While no one was arrested nor should they have been for attempting to hold a peaceful nonviolent protest action the police were heavy handed in confiscating the banners. They made no friends by showing that they were happy to be the unpaid servants of the looters and polluters of our land and the greasy politicians who seem to be continually found to be guilty of corruption charges within the ICAC court and more often than not for corruption involving mining leases and practises. While people at the camp were a little disappointed they were by no means dispirited and planned further actions later in the week and got busy producing more banners.

Jo and I were a little disappointed at not being able to participate in a good protest as we had to return to Sydney on Tuesday for business reasons but the experience was wonderful. We met lots of lovely people who were passionate about protecting this country from the barbarians we call a government and we made more new friends whom I’m sure we’ll see in the near future.

The only sad thing that Jo and I heard came from one of the local farmers.
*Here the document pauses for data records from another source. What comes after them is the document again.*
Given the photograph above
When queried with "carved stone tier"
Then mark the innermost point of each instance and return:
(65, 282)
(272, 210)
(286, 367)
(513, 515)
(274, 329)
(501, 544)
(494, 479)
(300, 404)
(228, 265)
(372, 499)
He said “I fought for this country in the Second World War. I never thought I would have to fight to save it from our own government.” Neither did we mate!

If you wish to learn more about camp Wando, meet wonderful people of all ages from all walks of life who are concerned about Global Warming and wish to participate in non-violent peaceful protest actions to persuade our government to take action then check out the following links.

Postscript . When we returned home we found out that a protest action had been carried out by one of our new friends John Ross, a businessman from the north coast who locked himself onto a gate stopping a few coal trucks before police came and removed him. See below. Great work John.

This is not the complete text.